Council for Catholic Maintained Schools clashes with trade union over fair employment legislation
The Council for Catholic Maintained Schools has defended what a trade union has termed ‘discrimination’ in the recruitment of teachers in Northern Ireland.
The comments come after a leading teachers’ union called for changes to equality legislation in Northern Ireland to ensure applicants for teaching jobs cannot be discriminated against.
The recruitment of teachers is exempt from The Fair Employment and Treatment (NI) Order 1988 outlawing religious discrimination. It is not currently unlawful to discriminate against someone in an appointment process on the basis of their religious belief.
The Irish Congress of Trade Unions’ biennial conference in Belfast on Tuesday heard a call to end the exemption. NASUWT general secretary Dr Patrick Roach said the law compromises efforts to tackle prejudice.
“Discrimination is damaging to children’s education and to the wellbeing and careers of teachers,” he said. “This legislation is compromising efforts to tackle prejudice and hatred and conflicts with the goal of social inclusion which schools should be working to nurture and promote,” he said.
In May the Assembly unanimously supported a UUP motion to end to lawful religious discrimination when appointing teachers. A previous UUP motion in 2016 was blocked by Sinn Fein and the SDLP.
Today, Alliance, SDLP, DUP, UUP and Ulster Teachers Union all confirmed that they backed the NASUWT call. Sinn Fein did not comment.
The Department of Education referred the News Letter to the The Executive Office, which it said has responsibility for the legislation. It responded that ministers are “committed to reviewing the exemption in respect of the appointment of teachers”.
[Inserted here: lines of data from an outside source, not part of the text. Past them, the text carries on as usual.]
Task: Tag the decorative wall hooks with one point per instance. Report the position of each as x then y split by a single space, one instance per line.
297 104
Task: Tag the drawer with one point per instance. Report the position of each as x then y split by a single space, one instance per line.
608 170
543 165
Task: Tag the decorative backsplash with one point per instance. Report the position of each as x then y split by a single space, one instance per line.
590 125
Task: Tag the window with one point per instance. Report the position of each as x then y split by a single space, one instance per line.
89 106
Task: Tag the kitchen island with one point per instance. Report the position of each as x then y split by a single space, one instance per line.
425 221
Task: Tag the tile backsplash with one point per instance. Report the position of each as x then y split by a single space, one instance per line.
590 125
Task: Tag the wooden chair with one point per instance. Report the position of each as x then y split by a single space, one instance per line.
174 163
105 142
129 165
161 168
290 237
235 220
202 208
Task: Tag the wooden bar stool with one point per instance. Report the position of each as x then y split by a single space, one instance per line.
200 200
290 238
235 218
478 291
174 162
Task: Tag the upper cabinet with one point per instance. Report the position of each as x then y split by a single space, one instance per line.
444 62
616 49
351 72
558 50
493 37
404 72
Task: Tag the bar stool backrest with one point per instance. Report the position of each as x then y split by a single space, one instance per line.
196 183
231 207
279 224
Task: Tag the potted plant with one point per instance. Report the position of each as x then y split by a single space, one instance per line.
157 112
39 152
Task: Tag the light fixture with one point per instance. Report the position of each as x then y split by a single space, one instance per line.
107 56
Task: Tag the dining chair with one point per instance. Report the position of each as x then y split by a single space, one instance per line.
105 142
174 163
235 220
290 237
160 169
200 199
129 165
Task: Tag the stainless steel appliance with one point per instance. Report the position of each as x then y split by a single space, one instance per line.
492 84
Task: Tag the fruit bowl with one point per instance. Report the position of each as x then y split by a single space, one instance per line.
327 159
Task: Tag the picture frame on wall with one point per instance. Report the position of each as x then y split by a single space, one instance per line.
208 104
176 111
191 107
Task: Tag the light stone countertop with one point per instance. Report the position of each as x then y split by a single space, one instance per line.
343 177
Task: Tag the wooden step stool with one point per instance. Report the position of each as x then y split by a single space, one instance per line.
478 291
The Council for Catholic Maintained Schools (CCMS) said responded that “parents have the right enshrined in the European Convention and other international instruments, to ensure that the education and teaching of their children is in conformation with their own religious and philosophical convictions”.
It said it was “actively considering its position on the issue” but believed the exemption “should remain in place until such time as any proposals for its repeal can be demonstrated to give complete confidence to the future of, in our case, Catholic education”. The CCMS employs 6,500 teachers in 450 schools.